Since my forced resignation from the High Council of Education, I have received hundreds of testimonials from teachers, parents, students and plain citizens of all social groups. Among these messages I have been particularly struck by those parents who have written me, in substance, “We have been so deceived, and we are so appalled, by what has become of the schools that we have decided to remove our children from there, and to teach them ourselves.” Or, “We have joined with other parents and are pooling our talents to form our own classes for our children”. Or, again, “Despite the financial sacrifice it represents, we have placed our children into private schools.” And finally, those most numerous messages which say: “Our children go to school, yes, but every evening we put them to work using old textbooks, and do what we can to give them the kind of rigorous instruction that is no longer given in their classes. But what a labor for them, and what a responsibility for us!”
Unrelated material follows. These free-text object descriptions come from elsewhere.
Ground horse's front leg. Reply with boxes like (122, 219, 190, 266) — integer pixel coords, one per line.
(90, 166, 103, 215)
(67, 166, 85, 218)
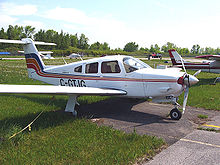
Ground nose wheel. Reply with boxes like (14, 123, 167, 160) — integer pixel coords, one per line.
(170, 108, 182, 120)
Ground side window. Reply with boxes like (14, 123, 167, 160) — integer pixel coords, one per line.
(85, 62, 98, 73)
(74, 65, 82, 73)
(101, 61, 121, 73)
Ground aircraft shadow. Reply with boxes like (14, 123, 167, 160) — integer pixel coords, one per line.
(0, 95, 173, 133)
(79, 97, 174, 125)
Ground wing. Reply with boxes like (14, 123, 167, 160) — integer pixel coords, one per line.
(0, 85, 127, 96)
(196, 55, 220, 61)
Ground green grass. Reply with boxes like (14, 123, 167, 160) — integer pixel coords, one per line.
(0, 119, 164, 164)
(0, 55, 25, 58)
(197, 114, 208, 119)
(0, 59, 165, 164)
(197, 127, 220, 133)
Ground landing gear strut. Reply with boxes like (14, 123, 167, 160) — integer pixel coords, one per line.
(170, 108, 182, 120)
(65, 95, 79, 116)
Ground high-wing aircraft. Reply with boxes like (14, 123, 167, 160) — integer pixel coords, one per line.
(0, 38, 200, 120)
(168, 49, 220, 74)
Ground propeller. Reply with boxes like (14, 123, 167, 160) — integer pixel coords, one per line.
(193, 69, 201, 77)
(182, 85, 189, 113)
(178, 57, 199, 114)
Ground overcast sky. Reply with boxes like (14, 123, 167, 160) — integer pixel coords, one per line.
(0, 0, 220, 49)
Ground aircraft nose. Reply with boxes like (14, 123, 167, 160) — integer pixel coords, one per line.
(188, 75, 199, 86)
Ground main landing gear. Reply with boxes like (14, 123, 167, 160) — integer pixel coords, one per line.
(65, 95, 79, 116)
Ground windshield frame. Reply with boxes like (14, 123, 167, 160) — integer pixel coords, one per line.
(123, 57, 151, 73)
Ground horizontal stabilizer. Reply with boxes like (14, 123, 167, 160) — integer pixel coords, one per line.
(0, 39, 56, 46)
(18, 51, 53, 54)
(0, 84, 127, 96)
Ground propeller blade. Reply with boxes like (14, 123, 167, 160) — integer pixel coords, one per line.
(193, 70, 201, 77)
(180, 56, 187, 73)
(182, 87, 189, 114)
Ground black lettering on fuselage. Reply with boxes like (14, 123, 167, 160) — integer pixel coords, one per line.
(60, 79, 65, 86)
(59, 79, 86, 87)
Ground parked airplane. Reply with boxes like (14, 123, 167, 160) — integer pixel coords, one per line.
(0, 38, 200, 120)
(40, 51, 54, 59)
(68, 53, 83, 60)
(168, 49, 220, 74)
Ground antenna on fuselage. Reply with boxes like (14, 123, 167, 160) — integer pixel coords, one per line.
(79, 56, 83, 61)
(62, 56, 67, 65)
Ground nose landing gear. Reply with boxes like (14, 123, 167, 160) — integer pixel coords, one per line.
(170, 108, 182, 120)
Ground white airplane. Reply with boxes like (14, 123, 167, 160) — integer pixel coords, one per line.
(168, 49, 220, 74)
(0, 38, 200, 120)
(40, 51, 54, 59)
(68, 53, 83, 59)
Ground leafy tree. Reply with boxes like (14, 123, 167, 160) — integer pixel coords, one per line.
(0, 28, 8, 49)
(90, 41, 101, 50)
(161, 42, 177, 52)
(139, 47, 149, 52)
(0, 28, 7, 39)
(70, 34, 78, 47)
(78, 33, 89, 49)
(179, 48, 189, 55)
(191, 44, 200, 54)
(202, 47, 214, 54)
(6, 25, 23, 39)
(22, 26, 35, 38)
(123, 42, 138, 52)
(34, 29, 46, 41)
(90, 42, 110, 50)
(149, 44, 160, 53)
(149, 45, 155, 53)
(154, 44, 160, 53)
(101, 42, 110, 50)
(215, 47, 220, 54)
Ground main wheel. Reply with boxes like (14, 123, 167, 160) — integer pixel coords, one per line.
(170, 108, 182, 120)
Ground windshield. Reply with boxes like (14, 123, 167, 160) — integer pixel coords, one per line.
(123, 57, 151, 73)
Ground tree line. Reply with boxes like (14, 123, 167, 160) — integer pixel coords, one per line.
(0, 25, 220, 56)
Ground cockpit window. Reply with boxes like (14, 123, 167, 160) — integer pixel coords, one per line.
(123, 57, 150, 73)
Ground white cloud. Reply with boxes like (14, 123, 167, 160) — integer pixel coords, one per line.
(0, 15, 17, 26)
(21, 20, 45, 30)
(0, 2, 37, 16)
(43, 7, 90, 25)
(42, 6, 141, 48)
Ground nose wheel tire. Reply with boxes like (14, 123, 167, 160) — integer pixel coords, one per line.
(170, 108, 182, 120)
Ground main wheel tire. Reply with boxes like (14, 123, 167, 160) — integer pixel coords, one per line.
(170, 108, 182, 120)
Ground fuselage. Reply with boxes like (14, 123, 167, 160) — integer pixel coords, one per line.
(26, 55, 185, 98)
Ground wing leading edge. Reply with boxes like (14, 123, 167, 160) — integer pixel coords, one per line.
(196, 55, 220, 61)
(0, 85, 127, 96)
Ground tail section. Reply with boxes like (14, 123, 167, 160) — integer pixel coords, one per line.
(21, 39, 45, 78)
(168, 49, 184, 65)
(0, 38, 56, 79)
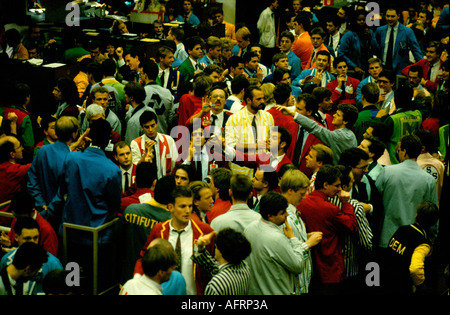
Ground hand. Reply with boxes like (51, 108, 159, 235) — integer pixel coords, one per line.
(70, 128, 92, 151)
(376, 109, 388, 118)
(338, 74, 346, 87)
(354, 67, 364, 75)
(256, 66, 263, 82)
(312, 70, 323, 85)
(274, 105, 295, 117)
(201, 96, 212, 115)
(302, 74, 314, 85)
(7, 112, 18, 123)
(305, 231, 323, 248)
(0, 231, 11, 248)
(283, 218, 295, 239)
(116, 47, 124, 59)
(196, 231, 216, 252)
(338, 190, 351, 204)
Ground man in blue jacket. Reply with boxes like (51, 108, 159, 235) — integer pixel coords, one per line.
(372, 6, 424, 74)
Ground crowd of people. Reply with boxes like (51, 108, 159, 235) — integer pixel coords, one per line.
(0, 0, 449, 296)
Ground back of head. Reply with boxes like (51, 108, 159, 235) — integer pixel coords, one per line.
(394, 85, 414, 110)
(216, 228, 251, 264)
(89, 119, 112, 149)
(361, 82, 380, 104)
(140, 59, 159, 81)
(311, 143, 334, 165)
(315, 164, 342, 190)
(153, 175, 177, 205)
(55, 116, 79, 142)
(124, 82, 146, 104)
(210, 168, 232, 201)
(142, 241, 177, 277)
(135, 162, 158, 190)
(43, 270, 77, 295)
(279, 169, 310, 194)
(415, 201, 439, 230)
(399, 134, 422, 159)
(85, 104, 105, 121)
(9, 189, 35, 216)
(338, 103, 359, 129)
(259, 191, 288, 221)
(230, 174, 253, 202)
(12, 242, 48, 271)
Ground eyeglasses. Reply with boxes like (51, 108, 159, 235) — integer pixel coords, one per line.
(211, 94, 226, 99)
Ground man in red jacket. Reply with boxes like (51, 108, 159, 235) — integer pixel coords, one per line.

That parents should go so far as to remove their children from school, to teach them themselves, at home, or to form parallel classes for them in which they, themselves, are the teachers, to prefer a school to which they must pay the fee to the free public school, or to impose on their children and themselves the burden of a night school added to the day school they consider to be nothing but a holding pen, all this became and remains for me a theme of profound dismay. And I notice as well that these are surely the parents who enjoy a high level of education and – for those who can pay the fees of a private school – of income. And then I think of the other children, who do not have the benefits of having been born into families similarly favored.
Students, all the students, are the primary victims of the destruction of the school. This destruction has resulted from educational policies of all the governments of the last few decades. It is not the teachers who are responsible for it, for they are victims themselves: firstly in that they have been prevented from teaching correctly, by the publication of national curricula which are increasingly disorganized, incoherent and emptied of content; then because the knowledge gaps accumulated by their students over the course of years have made the conditions of teaching ever more difficult, and have exposed them to incidents of increasing incivility and violence on the part of adolescents who have never been taught either the elementary understandings, the habits of work, or the self-control which are indispensable to the progress of their studies; and finally because the younger generation of teachers has suffered from an already degraded educational program, so that their own understanding is less certain than that of their elders, and, with the exception of some well tempered characters, has been disoriented by the absurd training so prodigally distributed by the teachers colleges.